Gov. Laura Kelly’s tax reform council Friday weighed recommendations of a think tank hired by the Kansas Chamber against observations by experts at a separate think tank that examined options from a markedly different perspective.

Urban Institute’s analysts said the Tax Foundation’s 140-page report released in December contributed to debate about reshaping the Kansas tax code, but fell short by failing to attach revenue adjustments to a Christmas tree of proposals so policymakers had a clear picture of consequences.

“You can’t just do easy stuff here,” said Richard Auxier, a research associate with the Urban Institute who focuses on state and local tax policy. “Tax reform isn’t just about changing tax laws. It’s got to address Kansas’ politics, its budget and its values.”

He said the institute’s evaluation of 27 tax commissions in 22 states and the District of Columbia pointed to a simple reality.

“We found a real quick way to sink a tax report. And that is to only hear from one side,” Auxier said. “What lawmakers need are tools. What they need are explanations. What is the problem with the current tax system? Why is your proposal going to fix it?”

Michael Lucci, the Tax Foundation’s vice president of state projects, said the organization’s report for the Kansas Chamber offered a reform framework for creation of a fair, stable and pro-growth system of taxation. He pushed back against a narrative suggesting the Tax Foundation embraced big tax cuts without concern for the budget impact of revenue losses.

The foundation did recommend Kansas lower individual and business income taxes, provide tax relief on tangible personal property such as vehicles and concentrate on broadening the sales tax.

“We think the time is right for Kansas to engage on the broad view of the tax code,” Lucci said. “Kansas has gone through a really incredible amount of tax changes.”

He referenced the 2012 state tax overhaul signed by Gov. Sam Brownback, the 2017 reversal of most of that policy over Brownback’s veto and subsequent federal reform signed by President Donald Trump or resulting from a U.S. Supreme Court decision.

Of particular interest to the Kansas Chamber, the Tax Foundation encouraged Kansas lawmakers to exempt international income from state income tax and allow individuals to itemize deductions on state tax returns while taking the federal standard deduction. Both ideas championed by the Kansas Chamber were vetoed by Kelly during the 2019 legislative session.

Alan Cobb, president of the Kansas Chamber, said Kansas’ economic performance lagged other states and the Tax Foundation’s report offered legislators an understanding of factors businesses consider when deciding where to invest or expand.

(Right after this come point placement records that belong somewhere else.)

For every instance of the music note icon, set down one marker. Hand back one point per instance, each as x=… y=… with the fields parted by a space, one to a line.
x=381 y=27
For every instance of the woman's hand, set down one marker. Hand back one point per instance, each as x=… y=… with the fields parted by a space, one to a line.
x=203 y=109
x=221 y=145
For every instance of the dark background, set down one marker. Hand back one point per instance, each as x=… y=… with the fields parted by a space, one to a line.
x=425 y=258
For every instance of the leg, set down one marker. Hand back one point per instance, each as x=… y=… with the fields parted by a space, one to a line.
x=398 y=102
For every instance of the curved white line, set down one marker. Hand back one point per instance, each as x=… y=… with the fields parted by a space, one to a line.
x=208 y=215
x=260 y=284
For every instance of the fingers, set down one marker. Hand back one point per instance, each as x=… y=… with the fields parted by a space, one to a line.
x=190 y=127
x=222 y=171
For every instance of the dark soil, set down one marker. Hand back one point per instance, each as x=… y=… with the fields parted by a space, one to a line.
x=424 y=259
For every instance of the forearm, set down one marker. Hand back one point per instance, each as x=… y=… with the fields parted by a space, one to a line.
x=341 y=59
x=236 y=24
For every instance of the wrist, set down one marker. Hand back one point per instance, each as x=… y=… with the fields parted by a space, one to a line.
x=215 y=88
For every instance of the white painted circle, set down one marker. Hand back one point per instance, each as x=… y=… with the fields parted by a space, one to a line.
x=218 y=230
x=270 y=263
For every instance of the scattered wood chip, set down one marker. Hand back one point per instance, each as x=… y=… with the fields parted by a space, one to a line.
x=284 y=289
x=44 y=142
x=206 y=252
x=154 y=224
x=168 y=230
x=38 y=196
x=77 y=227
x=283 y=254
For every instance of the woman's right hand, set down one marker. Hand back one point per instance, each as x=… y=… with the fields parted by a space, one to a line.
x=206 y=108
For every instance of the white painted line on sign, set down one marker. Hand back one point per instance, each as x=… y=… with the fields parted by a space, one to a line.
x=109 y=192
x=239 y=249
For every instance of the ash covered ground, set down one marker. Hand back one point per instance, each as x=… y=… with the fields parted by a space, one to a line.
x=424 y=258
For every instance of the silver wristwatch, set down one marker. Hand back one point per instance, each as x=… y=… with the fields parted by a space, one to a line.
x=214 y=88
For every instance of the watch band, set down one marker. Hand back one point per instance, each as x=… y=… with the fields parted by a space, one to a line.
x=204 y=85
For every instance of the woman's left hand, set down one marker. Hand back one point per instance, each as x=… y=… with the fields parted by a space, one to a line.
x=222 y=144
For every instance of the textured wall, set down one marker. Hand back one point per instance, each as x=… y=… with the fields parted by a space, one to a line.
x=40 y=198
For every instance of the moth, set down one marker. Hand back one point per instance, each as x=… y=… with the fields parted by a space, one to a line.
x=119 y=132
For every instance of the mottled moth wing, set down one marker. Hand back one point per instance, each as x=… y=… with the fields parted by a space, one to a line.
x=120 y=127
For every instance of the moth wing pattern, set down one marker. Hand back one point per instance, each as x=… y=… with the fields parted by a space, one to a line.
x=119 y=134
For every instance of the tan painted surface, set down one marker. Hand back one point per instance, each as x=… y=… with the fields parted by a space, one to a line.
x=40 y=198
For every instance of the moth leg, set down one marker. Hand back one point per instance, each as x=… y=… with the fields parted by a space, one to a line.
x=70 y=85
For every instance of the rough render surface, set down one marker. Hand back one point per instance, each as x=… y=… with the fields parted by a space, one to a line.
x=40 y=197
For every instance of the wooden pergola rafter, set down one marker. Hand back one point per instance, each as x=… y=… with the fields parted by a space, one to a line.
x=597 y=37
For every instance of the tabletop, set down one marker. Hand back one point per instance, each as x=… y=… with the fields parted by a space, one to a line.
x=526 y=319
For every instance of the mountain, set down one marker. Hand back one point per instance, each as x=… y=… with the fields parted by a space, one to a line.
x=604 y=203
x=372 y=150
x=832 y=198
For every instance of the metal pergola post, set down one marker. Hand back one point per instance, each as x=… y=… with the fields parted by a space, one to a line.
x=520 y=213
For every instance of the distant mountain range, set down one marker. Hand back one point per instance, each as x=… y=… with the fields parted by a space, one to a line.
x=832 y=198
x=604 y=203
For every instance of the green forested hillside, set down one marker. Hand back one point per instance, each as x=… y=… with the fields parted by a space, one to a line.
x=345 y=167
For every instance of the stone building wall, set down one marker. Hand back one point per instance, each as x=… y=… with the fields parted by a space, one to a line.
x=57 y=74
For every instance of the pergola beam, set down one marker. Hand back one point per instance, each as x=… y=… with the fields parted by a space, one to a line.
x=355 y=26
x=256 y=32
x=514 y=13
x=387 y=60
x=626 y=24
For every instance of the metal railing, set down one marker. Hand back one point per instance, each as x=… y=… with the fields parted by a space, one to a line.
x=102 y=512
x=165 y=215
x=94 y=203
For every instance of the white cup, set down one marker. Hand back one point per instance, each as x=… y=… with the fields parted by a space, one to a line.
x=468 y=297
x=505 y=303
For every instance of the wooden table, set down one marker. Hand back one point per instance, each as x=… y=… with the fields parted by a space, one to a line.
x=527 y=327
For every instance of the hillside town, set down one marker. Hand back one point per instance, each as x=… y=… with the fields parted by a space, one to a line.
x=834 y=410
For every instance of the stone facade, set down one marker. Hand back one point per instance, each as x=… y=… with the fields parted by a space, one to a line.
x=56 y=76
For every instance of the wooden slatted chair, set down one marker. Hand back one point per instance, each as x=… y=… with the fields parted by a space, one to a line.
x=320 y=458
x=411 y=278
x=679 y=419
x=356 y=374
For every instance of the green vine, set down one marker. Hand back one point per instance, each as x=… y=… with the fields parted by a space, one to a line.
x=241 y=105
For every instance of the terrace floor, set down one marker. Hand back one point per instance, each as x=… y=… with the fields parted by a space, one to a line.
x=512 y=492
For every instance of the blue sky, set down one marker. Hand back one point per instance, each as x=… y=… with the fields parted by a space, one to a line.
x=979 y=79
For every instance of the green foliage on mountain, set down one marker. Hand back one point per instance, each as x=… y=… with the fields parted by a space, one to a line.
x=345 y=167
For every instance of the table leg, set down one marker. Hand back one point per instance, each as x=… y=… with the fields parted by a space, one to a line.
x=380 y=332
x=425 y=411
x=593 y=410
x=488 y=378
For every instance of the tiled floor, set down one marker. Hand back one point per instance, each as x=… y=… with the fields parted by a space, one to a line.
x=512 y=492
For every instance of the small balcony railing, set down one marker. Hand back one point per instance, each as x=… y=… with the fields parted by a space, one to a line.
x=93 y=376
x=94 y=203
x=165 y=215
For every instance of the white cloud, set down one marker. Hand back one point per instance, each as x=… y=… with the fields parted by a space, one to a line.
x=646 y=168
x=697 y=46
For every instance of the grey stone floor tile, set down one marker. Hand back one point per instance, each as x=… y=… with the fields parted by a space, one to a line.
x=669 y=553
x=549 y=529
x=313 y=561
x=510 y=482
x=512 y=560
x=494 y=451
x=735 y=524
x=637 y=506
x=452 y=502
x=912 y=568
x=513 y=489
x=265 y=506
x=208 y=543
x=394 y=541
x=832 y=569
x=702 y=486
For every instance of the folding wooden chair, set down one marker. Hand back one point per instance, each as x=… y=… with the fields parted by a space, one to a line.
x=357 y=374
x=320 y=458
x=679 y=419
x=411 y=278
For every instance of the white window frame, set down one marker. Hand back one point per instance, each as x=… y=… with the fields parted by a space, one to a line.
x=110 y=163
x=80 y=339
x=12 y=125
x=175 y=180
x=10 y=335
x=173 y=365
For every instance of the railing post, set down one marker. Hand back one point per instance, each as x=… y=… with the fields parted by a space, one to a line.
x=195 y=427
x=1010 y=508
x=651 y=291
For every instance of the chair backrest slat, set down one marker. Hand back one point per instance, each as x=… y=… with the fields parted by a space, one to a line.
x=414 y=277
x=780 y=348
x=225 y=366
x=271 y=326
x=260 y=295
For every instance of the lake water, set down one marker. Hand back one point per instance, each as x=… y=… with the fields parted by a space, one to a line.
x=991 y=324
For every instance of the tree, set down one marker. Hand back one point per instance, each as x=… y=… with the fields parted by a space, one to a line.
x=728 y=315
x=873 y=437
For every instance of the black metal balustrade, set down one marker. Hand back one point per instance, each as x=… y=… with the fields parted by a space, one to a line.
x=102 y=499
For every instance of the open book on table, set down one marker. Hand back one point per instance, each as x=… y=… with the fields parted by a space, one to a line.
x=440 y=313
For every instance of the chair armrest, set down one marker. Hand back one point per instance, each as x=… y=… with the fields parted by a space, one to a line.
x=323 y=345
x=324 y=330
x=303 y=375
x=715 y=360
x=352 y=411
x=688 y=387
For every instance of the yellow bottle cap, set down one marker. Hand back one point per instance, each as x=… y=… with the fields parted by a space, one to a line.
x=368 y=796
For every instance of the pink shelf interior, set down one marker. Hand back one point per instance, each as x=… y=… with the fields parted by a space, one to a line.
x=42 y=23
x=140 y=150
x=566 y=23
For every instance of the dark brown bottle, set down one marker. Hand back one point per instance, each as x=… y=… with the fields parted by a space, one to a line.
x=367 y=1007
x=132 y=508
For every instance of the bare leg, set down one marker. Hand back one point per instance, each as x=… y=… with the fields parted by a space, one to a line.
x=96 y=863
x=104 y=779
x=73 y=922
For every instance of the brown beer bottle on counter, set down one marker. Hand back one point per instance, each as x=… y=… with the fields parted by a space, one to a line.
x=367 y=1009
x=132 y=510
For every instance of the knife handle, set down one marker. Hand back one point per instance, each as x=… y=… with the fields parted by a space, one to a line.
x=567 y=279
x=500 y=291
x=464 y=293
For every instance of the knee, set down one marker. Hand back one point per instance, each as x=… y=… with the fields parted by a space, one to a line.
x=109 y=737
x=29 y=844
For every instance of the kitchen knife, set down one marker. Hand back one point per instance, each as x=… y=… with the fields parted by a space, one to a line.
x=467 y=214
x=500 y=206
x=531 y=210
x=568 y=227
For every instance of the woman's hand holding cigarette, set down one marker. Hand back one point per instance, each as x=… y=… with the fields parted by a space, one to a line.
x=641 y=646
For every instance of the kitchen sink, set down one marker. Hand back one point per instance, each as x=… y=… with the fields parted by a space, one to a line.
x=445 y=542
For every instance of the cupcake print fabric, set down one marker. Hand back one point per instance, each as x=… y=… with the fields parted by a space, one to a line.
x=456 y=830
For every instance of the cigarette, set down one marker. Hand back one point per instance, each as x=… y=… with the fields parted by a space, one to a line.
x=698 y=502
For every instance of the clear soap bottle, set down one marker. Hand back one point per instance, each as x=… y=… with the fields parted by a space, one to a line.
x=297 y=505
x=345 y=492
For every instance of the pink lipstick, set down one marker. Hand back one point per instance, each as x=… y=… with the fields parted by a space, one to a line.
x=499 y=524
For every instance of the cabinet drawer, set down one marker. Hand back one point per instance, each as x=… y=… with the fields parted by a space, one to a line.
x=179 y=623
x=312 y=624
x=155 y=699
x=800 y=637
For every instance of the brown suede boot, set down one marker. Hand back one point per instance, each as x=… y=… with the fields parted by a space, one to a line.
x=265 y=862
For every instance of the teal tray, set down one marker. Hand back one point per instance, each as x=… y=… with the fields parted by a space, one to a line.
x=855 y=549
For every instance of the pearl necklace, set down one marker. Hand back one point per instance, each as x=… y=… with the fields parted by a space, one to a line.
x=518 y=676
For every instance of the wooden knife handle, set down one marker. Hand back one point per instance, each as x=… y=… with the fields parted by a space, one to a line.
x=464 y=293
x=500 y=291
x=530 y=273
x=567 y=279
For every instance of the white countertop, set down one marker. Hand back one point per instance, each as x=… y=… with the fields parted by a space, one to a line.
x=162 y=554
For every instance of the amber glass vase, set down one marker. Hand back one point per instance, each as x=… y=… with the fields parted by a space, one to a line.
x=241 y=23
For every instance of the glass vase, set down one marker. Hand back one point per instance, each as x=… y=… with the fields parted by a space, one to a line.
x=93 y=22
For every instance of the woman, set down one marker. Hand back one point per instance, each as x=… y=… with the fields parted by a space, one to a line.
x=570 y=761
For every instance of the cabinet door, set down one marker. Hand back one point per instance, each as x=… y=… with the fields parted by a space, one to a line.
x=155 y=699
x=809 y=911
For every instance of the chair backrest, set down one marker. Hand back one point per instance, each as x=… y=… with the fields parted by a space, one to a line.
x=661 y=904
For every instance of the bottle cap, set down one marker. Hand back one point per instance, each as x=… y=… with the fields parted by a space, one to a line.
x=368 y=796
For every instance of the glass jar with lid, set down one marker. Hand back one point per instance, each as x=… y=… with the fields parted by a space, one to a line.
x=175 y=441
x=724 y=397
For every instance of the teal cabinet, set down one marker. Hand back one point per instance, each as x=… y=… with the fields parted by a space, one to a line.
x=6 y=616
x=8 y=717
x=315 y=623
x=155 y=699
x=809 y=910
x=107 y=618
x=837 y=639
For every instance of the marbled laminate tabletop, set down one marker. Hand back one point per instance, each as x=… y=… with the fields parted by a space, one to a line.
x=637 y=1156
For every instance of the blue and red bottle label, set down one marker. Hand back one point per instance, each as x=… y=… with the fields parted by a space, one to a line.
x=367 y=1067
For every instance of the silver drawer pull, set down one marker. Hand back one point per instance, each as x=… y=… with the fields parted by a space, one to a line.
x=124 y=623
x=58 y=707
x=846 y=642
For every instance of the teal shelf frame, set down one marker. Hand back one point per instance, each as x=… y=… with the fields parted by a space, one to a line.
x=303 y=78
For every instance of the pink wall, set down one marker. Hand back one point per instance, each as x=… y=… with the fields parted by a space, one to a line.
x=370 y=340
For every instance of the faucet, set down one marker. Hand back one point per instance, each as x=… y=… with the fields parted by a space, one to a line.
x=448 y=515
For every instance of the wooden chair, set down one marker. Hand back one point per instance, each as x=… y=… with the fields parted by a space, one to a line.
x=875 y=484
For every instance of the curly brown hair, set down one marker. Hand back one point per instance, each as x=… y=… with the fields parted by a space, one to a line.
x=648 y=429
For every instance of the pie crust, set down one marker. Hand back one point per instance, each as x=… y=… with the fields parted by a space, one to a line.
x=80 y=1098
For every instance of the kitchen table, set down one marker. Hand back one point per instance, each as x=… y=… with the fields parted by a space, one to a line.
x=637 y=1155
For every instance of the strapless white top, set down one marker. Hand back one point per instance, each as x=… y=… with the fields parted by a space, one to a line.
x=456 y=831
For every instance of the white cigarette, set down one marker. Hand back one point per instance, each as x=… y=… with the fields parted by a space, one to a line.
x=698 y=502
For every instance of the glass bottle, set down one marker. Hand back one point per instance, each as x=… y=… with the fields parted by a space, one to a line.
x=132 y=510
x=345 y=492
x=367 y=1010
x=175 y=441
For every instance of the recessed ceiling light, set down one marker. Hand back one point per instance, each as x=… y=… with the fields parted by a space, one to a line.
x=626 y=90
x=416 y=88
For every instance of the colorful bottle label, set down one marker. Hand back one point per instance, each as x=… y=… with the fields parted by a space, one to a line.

“It is frustrating that the governor’s tax council seems to be more concerned with increasing tax revenues,” Cobb said. “Our state’s elected leaders must get serious about modernizing our tax code.”

Council member Duane Goossen, a former state budget director and state legislator, said tax revenue reductions were a prominent feature of the Tax Foundation’s report.

“Even if policymakers would consider these things of great merit, it’s not really responsible or prudent or realistic to enact them given our current financial situation,” Goossen said.

Lucci said the state’s greatest opportunity for revenue growth was pulling more transactions into the sales tax.

The foundation also believes Kansas should perform a cost-benefit analysis on dozens of corporate tax incentives, he said. That will help to eliminate or shrink programs not serving the public interest, he said.

“There is pretty good research that shows a lot of incentives reward companies for doing things they were going to do anyway,” Lucci said.

The governor’s tax council released an interim report in December calling for reform, but the 2020 Legislature hasn’t taken action on those. The council asked lawmakers to reduce revenue $53 million by adopting a refundable food sales tax credit. It also sought to raise $45 million with a sales tax on digital property and subscription services and $30 million by collecting sales tax on transactions involving large online retailers.

Kansas House committees have endorsed a pair of tax reform bills. One would increase the standard deduction on individual state income taxes at a cost to the treasury of $48 million. the other would cost the state $62 million by allowing individuals to itemize deductions on state tax returns while claiming a standard deduction on federal taxes.

“We’re anxiously looking at what the Legislature does this year,” said former Kansas Senate President Steve Morris, who co-chairs the governor’s tax council.